Read Luke 5:17-23 –Imagine Jesus, speaking to a crowd of people that had been cast aside—those that were not a part of the “elite” and therefore were considered not as valuable as others. How can this message of Jesus to the broken help us better understand the idea of “Black Lives Matter” vs. “All Lives Matter?”
17 He went down with them and stood on a level place. A large crowd of his disciples was there and a great number of people from all over Judea, from Jerusalem, and from the coastal region around Tyre and Sidon, 18 who had come to hear him and to be healed of their diseases. Those troubled by impure spirits were cured, 19 and the people all tried to touch him, because power was coming from him and healing them all.
20 Looking at his disciples, he said:
“Blessed are you who are poor,
for yours is the kingdom of God.
21 Blessed are you who hunger now,
for you will be satisfied.
Blessed are you who weep now,
for you will laugh.
22 Blessed are you when people hate you,
when they exclude you and insult you
and reject your name as evil,
because of the Son of Man.
23 “Rejoice in that day and leap for joy, because great is your reward in heaven. For that is how their ancestors treated the prophets.
GROUP EXERCISE: THE FACE-DRAWING TEST
This is not to embarrass, shame, or call any of us out. This is simply for self-awareness. Try to avoid the temptation to stretch the truth. You don’t have to share your results if you don’t want, you can simply share how the exercise made you feel.
The body of Christ is multicolored, made up of thousands of languages and experiences, multiracial, and interclass. However, our upbringing, family, friends, schools, and churches from which we develop our worldview are often not so diverse. Did your background expose you to the many textures of God’s human family? Start by drawing a circle. Then, draw one component of a human face for ever “yes” answer you get for the following questions (eye, eye, nose, mouth, ear, ear and hair). If you cannot draw a whole face, draw as far as you can, and be prepared to discuss the parts you COULD draw.
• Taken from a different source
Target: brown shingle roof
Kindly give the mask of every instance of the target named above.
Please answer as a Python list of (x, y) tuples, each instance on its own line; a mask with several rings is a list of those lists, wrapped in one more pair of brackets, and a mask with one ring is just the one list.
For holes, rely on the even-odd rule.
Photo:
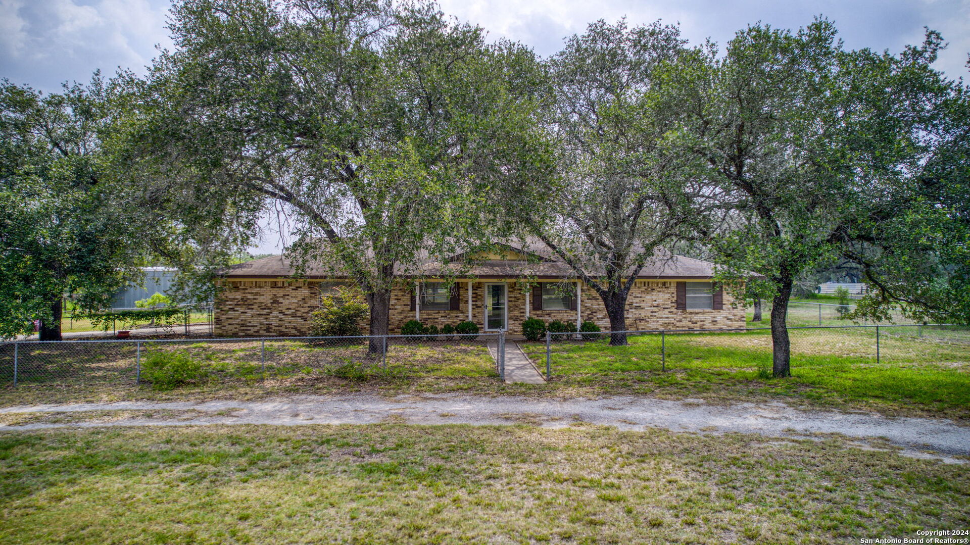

- At least one member of my immediate family (parents, siblings, brothers/sisters-in-law, grandparents) is from a racial/ethnic group other than my own.
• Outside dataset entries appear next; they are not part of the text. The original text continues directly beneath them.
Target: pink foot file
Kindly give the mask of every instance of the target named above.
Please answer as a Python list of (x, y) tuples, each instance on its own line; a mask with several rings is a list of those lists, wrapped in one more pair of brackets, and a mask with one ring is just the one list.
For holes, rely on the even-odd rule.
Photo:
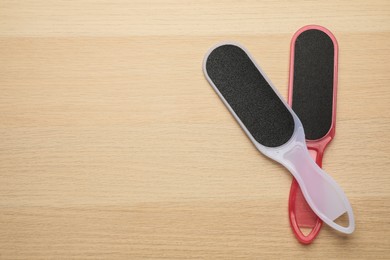
[[(306, 145), (319, 167), (336, 127), (338, 45), (327, 29), (309, 25), (291, 40), (288, 103), (305, 129)], [(289, 218), (297, 239), (310, 244), (322, 221), (306, 203), (297, 181), (291, 184)], [(308, 235), (302, 229), (309, 229)]]
[[(294, 176), (317, 216), (340, 232), (352, 233), (354, 216), (347, 197), (313, 161), (301, 121), (249, 53), (234, 43), (220, 44), (206, 54), (203, 70), (255, 147)], [(347, 227), (334, 221), (344, 213)]]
- At least one family on my block (one out of about 10 homes) is of a racial/ethnic group different than my own.
- At least one of my close friends (you know their parents and/or you have programmed their phone numbers into your cellphone, etc.) is from a racial-ethnic group other than my own.
- The church I attend is racially diverse (at least 10 percent of the membership is of a racial group other than my own).
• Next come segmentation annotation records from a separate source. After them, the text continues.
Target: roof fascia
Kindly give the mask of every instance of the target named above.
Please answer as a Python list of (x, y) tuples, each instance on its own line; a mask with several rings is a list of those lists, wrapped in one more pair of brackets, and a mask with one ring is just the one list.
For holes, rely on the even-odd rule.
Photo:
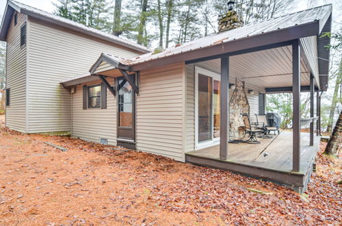
[(63, 87), (68, 88), (68, 87), (70, 87), (70, 86), (73, 86), (79, 85), (79, 84), (81, 84), (83, 83), (95, 81), (98, 81), (98, 80), (100, 80), (98, 77), (97, 77), (96, 75), (90, 75), (88, 76), (80, 77), (80, 78), (75, 79), (73, 79), (71, 81), (62, 82), (61, 84), (63, 86)]
[(329, 5), (329, 12), (326, 13), (324, 16), (323, 16), (323, 18), (321, 19), (320, 19), (319, 21), (319, 34), (321, 34), (322, 29), (323, 29), (323, 27), (324, 27), (324, 25), (326, 25), (326, 22), (328, 21), (328, 20), (329, 19), (329, 18), (332, 16), (332, 6), (331, 5)]
[[(14, 8), (9, 5), (10, 2), (8, 2), (5, 8), (5, 12), (3, 13), (3, 17), (1, 21), (1, 27), (0, 27), (0, 40), (6, 41), (7, 34), (8, 32), (8, 28), (12, 21), (12, 16), (14, 12)], [(20, 9), (19, 9), (20, 10)], [(18, 10), (17, 10), (18, 11)]]

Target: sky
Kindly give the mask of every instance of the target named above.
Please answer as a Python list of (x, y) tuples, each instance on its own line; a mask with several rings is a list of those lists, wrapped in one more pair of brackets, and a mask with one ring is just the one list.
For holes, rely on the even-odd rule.
[[(124, 1), (125, 0), (123, 0)], [(127, 1), (127, 0), (126, 0)], [(228, 0), (227, 0), (228, 1)], [(27, 4), (34, 8), (42, 10), (46, 12), (53, 12), (55, 9), (55, 6), (53, 3), (57, 3), (57, 0), (16, 0), (16, 1), (21, 2), (24, 4)], [(295, 11), (300, 11), (305, 10), (307, 8), (307, 1), (297, 0), (297, 7), (295, 8)], [(317, 2), (317, 5), (323, 5), (324, 0), (313, 0), (313, 1)], [(5, 7), (6, 6), (6, 0), (0, 0), (0, 12), (1, 14), (3, 14), (5, 10)]]

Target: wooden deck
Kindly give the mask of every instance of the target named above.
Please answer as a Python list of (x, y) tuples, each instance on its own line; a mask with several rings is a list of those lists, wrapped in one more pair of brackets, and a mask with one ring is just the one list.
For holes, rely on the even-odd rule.
[(301, 134), (300, 172), (292, 171), (292, 133), (258, 138), (260, 144), (228, 144), (226, 160), (219, 158), (219, 145), (187, 152), (187, 162), (230, 170), (248, 176), (276, 181), (304, 190), (309, 180), (320, 138), (315, 136), (309, 146), (310, 134)]

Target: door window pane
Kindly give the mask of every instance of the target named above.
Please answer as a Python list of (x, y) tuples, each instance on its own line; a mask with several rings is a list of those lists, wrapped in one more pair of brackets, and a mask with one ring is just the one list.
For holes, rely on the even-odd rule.
[(220, 95), (221, 82), (213, 80), (213, 137), (220, 137)]
[(211, 139), (211, 78), (198, 74), (198, 142)]
[(119, 126), (132, 127), (133, 123), (133, 89), (128, 81), (118, 79)]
- The school I attend/attended is racially diverse (at least 10 percent of the student body is from a racial group or groups other than my own).
- Of my closest friends (i.e., the last people you want to see before you die), at least one is from a racial/ethnic group other than my own.
- I grew up in a home where I NEVER heard my parents or siblings say a negative word about groups of people by race or ethnicity.
- At least one of the friends with whom my parent(s) socialize and regularly invite to our home is from a racial/ethnic/language group other than their own.
- By Garlinda Burton
QUESTIONS FROM EXERCISE
- How did this exercise make you feel?
- Did your answers match up to how you perceived the diversity of your relationships?
- What things would you like to see change in your personal life concerning God’s Kingdom as it relates to racial harmony?
- What are some new things you are learning right now in the area of race and justice? As you are listening, what are you hearing?
- Martin Luther King Jr. once said, “it is appalling that the most segregated hour of Christian America is eleven o’clock on Sunday morning.” Others have simplified this to the simple statement, that “Sunday morning is the most segregated time of the week.” What is your response to these statements? Do you agree/disagree? What would have to change to make this statement false?
- What is your hope for the Church as it relates to race and ethnicity?
- What will you do this week because of what you just heard?